Sending only delta values is usually not an issue as it is easy enough at query time to do a sum of the deltas, when a total is needed. I have seen a few examples of vendors sending the total values as well, but it isn’t really important. What should be avoided is sending only total values. That makes it very challenging to work with the data later, especially in combination with records form other sources that provide only delta values. There is nothing wrong with including the total values, but I would simply remove them and gain a bit of efficiency.

Regarding the start and end timestamps. I have to admit that the RFCs aren’t really clear here. My feeling is that for active flows flowEndSeconds should be set the time that the last measurement was taken. However I am going to spend some time going through my collection of PCAPs from different vendors and try to determine if there is any consensus best practice. I will get back to you on this.
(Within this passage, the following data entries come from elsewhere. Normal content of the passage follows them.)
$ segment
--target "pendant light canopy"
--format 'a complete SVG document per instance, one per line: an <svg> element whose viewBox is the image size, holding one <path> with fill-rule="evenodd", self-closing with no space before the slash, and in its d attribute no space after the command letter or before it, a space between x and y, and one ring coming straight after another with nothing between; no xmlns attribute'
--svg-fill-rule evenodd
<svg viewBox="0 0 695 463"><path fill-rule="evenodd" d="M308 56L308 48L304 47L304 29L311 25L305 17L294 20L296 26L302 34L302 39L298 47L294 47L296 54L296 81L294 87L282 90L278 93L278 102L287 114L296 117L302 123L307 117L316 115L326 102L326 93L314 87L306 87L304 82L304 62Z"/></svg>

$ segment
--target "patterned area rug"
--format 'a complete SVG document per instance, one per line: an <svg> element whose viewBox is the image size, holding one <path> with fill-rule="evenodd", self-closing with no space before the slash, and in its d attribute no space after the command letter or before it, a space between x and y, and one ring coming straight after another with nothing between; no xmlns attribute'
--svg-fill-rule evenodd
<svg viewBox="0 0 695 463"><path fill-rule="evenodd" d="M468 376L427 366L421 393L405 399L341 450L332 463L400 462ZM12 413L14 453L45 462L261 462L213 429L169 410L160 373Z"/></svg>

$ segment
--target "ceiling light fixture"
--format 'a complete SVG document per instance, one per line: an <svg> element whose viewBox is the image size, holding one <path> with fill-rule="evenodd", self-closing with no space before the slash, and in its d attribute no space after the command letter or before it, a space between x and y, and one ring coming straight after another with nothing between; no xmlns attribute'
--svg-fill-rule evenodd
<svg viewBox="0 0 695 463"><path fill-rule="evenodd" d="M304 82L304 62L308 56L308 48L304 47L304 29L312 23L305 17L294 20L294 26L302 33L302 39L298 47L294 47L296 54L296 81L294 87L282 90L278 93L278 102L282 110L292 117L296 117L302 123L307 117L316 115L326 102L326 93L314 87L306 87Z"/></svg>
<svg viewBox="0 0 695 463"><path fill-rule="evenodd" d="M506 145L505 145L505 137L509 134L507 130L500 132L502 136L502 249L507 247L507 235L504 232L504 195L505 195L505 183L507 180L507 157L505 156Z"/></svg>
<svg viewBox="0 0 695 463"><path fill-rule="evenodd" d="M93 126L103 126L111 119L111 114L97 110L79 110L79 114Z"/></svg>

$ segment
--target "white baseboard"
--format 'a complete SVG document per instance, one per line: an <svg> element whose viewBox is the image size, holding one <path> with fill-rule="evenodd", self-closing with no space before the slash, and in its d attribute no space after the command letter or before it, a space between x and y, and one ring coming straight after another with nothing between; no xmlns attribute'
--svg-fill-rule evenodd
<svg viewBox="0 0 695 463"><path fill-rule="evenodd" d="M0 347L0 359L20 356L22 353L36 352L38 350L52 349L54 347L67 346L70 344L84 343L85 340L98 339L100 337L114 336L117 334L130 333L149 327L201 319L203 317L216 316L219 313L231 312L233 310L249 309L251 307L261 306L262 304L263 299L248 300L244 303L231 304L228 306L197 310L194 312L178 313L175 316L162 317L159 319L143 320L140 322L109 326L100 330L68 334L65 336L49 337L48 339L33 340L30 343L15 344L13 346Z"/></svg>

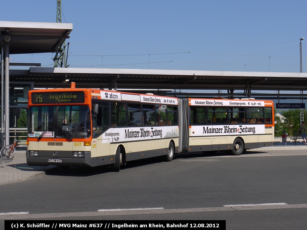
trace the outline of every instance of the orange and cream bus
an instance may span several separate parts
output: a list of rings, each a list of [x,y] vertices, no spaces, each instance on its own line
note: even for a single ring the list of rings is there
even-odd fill
[[[271,101],[181,98],[91,89],[31,90],[27,163],[110,165],[176,153],[269,146]]]
[[[238,155],[273,144],[272,101],[219,98],[179,102],[179,152],[225,150]]]
[[[27,162],[118,171],[126,161],[178,152],[178,99],[75,88],[30,90]]]

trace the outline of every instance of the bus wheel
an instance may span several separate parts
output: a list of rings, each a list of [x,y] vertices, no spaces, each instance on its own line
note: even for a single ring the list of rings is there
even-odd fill
[[[232,154],[235,155],[241,155],[244,150],[244,143],[241,139],[236,138],[233,142],[233,148],[231,150]]]
[[[113,172],[119,172],[120,169],[120,162],[122,161],[122,153],[120,152],[120,147],[119,146],[116,150],[115,157],[114,158],[115,162],[111,167],[112,171]]]
[[[169,144],[169,151],[167,154],[164,156],[165,161],[171,161],[174,157],[174,145],[173,142],[171,141]]]

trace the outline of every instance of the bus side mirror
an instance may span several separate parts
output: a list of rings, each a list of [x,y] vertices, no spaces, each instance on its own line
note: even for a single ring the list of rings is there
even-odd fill
[[[93,114],[98,114],[98,104],[94,104],[93,106]]]
[[[17,111],[16,113],[16,117],[17,119],[20,118],[20,114],[21,113],[21,109],[20,108],[17,108]]]

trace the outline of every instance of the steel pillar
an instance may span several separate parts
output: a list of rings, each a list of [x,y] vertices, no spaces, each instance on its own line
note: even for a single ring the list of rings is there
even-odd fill
[[[3,103],[4,98],[4,75],[3,67],[4,61],[3,57],[4,54],[4,49],[3,42],[1,42],[1,148],[4,146],[4,113],[3,109]]]
[[[10,44],[6,44],[5,105],[5,144],[10,144]]]

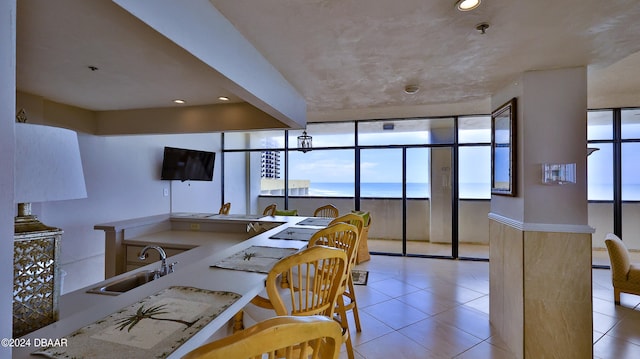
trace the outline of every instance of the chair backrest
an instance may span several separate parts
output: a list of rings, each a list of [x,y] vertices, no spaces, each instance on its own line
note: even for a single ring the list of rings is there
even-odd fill
[[[327,246],[308,247],[278,261],[265,284],[276,315],[333,317],[346,268],[346,253]],[[288,282],[285,288],[279,284],[283,276]]]
[[[276,204],[275,203],[271,203],[270,205],[265,207],[264,211],[262,211],[262,214],[265,215],[265,216],[275,216],[275,214],[276,214]]]
[[[218,214],[229,214],[229,210],[231,210],[231,203],[227,202],[220,207]]]
[[[337,359],[341,345],[342,328],[333,319],[280,316],[202,345],[183,359]]]
[[[332,204],[326,204],[322,207],[316,208],[313,212],[314,217],[326,217],[326,218],[336,218],[338,217],[339,211],[336,206]]]
[[[356,257],[358,255],[358,241],[360,238],[360,231],[352,224],[339,222],[329,225],[323,228],[311,236],[309,239],[309,245],[322,245],[327,247],[333,247],[342,249],[347,254],[347,268],[346,274],[350,275],[351,269],[356,263]],[[346,279],[345,283],[346,285]]]
[[[340,217],[334,218],[331,222],[329,222],[329,226],[332,226],[336,223],[349,223],[358,228],[358,235],[362,233],[362,228],[364,228],[364,218],[355,213],[347,213]]]
[[[626,281],[631,259],[629,251],[620,237],[613,233],[607,233],[604,243],[607,245],[609,260],[611,261],[611,276],[615,281]]]

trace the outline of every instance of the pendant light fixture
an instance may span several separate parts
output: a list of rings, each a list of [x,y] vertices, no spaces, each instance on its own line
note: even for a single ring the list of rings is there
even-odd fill
[[[307,153],[311,151],[313,138],[307,135],[307,131],[302,131],[302,135],[298,136],[298,151]]]

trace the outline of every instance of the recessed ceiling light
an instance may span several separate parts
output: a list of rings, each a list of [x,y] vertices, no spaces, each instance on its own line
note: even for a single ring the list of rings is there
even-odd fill
[[[413,94],[417,93],[418,91],[420,91],[420,86],[418,86],[418,85],[407,85],[404,88],[404,92],[406,94],[409,94],[409,95],[413,95]]]
[[[460,11],[471,11],[480,6],[480,0],[458,0],[456,9]]]

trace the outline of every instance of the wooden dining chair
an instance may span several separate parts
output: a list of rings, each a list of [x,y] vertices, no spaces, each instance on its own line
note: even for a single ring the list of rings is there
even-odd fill
[[[620,304],[620,293],[640,295],[640,263],[632,263],[629,250],[620,237],[607,233],[604,240],[611,263],[613,301]]]
[[[325,316],[280,316],[204,344],[183,359],[337,359],[342,328]]]
[[[363,215],[362,213],[366,215]],[[369,254],[369,244],[367,243],[369,239],[369,228],[371,228],[371,215],[368,212],[351,212],[333,219],[329,222],[329,225],[339,222],[351,223],[360,230],[360,244],[358,244],[356,264],[360,264],[371,259],[371,255]]]
[[[326,217],[326,218],[336,218],[338,217],[339,211],[336,206],[332,204],[327,204],[322,207],[316,208],[313,212],[314,217]]]
[[[341,284],[340,293],[336,300],[336,313],[340,317],[340,324],[345,333],[345,343],[347,345],[347,355],[353,358],[353,345],[349,333],[349,320],[347,319],[347,311],[352,310],[356,322],[356,330],[362,331],[360,327],[360,317],[358,315],[358,307],[353,289],[353,278],[351,269],[355,266],[356,255],[358,250],[359,232],[358,228],[352,224],[340,222],[323,228],[311,236],[309,246],[327,246],[341,249],[347,255],[347,268],[345,268],[344,281]],[[345,303],[345,298],[348,302]]]
[[[264,211],[262,211],[262,214],[264,216],[275,216],[276,215],[276,204],[275,203],[271,203],[270,205],[265,207]]]
[[[267,275],[266,297],[257,295],[235,315],[234,331],[274,315],[333,318],[347,266],[345,251],[321,245],[281,259]],[[286,285],[281,285],[282,277]]]
[[[231,210],[231,202],[227,202],[220,207],[218,214],[229,214],[229,210]]]
[[[358,244],[355,250],[352,251],[350,254],[353,257],[349,257],[349,263],[351,265],[351,268],[349,269],[349,276],[347,278],[348,279],[347,288],[342,294],[343,295],[342,299],[347,300],[346,303],[344,304],[345,311],[351,311],[353,313],[353,321],[356,323],[356,331],[361,332],[362,326],[360,325],[360,315],[358,313],[358,303],[356,301],[356,292],[355,292],[355,287],[353,285],[353,277],[351,276],[351,269],[353,269],[353,267],[355,267],[355,265],[357,264],[358,253],[361,247],[360,243],[362,241],[362,232],[364,230],[364,219],[360,215],[357,215],[354,213],[348,213],[338,218],[335,218],[334,220],[329,222],[329,226],[327,228],[332,227],[339,223],[348,223],[348,224],[351,224],[352,226],[355,226],[358,229]],[[316,235],[318,235],[318,233],[316,233]],[[311,239],[313,240],[313,237]]]

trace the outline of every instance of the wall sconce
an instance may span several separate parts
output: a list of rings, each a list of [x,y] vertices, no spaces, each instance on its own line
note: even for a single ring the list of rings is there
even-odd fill
[[[576,183],[575,163],[543,163],[542,183],[567,184]]]
[[[302,135],[298,136],[298,151],[307,153],[311,151],[313,138],[307,135],[307,131],[303,131]]]

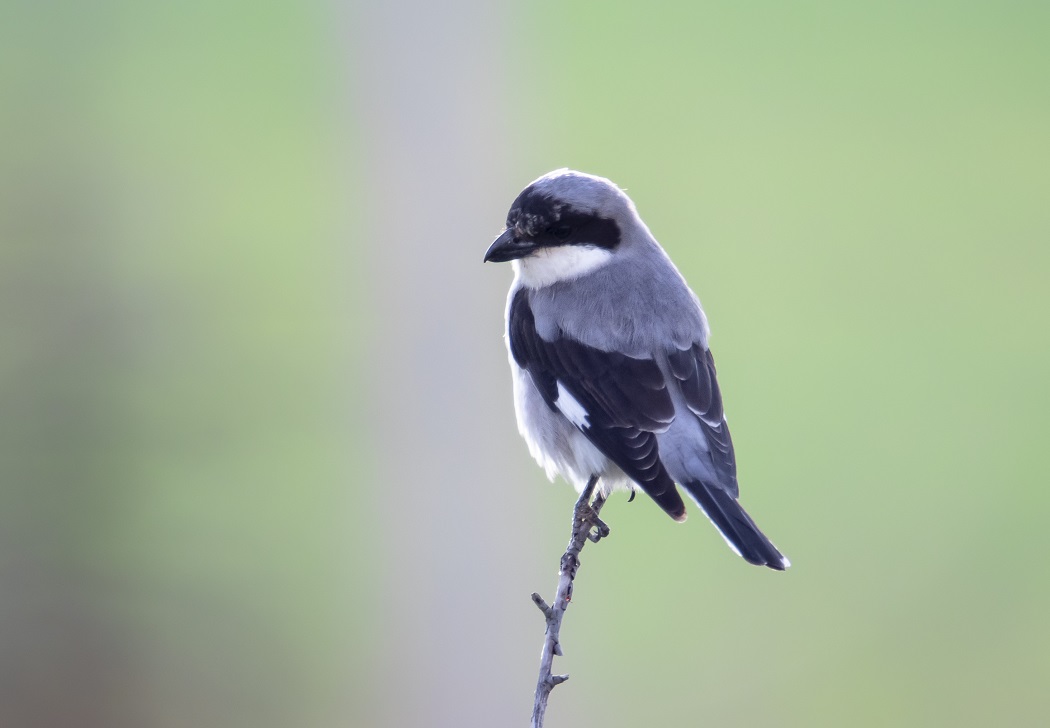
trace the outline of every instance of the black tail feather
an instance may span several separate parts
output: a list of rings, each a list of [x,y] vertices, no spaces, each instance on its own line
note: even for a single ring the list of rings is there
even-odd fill
[[[729,493],[700,482],[682,483],[682,485],[744,561],[758,566],[769,566],[778,571],[791,565]]]

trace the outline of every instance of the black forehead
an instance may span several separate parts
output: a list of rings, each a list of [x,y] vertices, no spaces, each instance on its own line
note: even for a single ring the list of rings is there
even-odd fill
[[[522,220],[524,219],[524,220]],[[590,210],[581,210],[549,194],[526,188],[510,205],[508,225],[522,225],[526,236],[540,245],[588,245],[612,249],[620,245],[621,230],[615,221]],[[567,227],[571,237],[551,236],[552,226]]]
[[[555,200],[549,194],[544,194],[532,187],[527,187],[511,203],[510,212],[555,221],[562,216],[562,213],[567,208],[571,209],[564,202]]]

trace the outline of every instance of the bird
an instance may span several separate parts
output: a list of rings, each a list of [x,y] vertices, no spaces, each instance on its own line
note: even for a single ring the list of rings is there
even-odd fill
[[[511,263],[506,345],[518,430],[550,480],[603,500],[681,491],[752,564],[790,561],[739,503],[736,456],[696,294],[609,180],[556,169],[514,199],[485,263]]]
The last thing I will mention is UDP vs. TCP. I noticed that in the Antrea repo examples that the flowexporter was configured to use TCP. However I set mine up to use UDP. Like many other network-related data sources (SNMP, syslog, etc.) netflow was designed to be sent via UDP. The logic of this is that establishing a TCP session has much more overhead and requires much more network traffic (especially in the reverse direction for ACKs and such) than UDP. During an outage, it is generally undesirable that the overhead of the management traffic attempting to re-establish session is competing with applications to do the same. This is so embedded in the networking mindset that many devices, as well as collectors, do not even support TCP. In fact IPFIX is the only flow standard to even specify optional support for TCP. Since the Antrea exporter supports both, this isn’t an issue. However you should be aware that if people follow the documented example config exactly, some of them might encounter issues because the collector doesn’t support TCP.

Hopefully this was helpful. Let me know if there are any questions that I can help answer.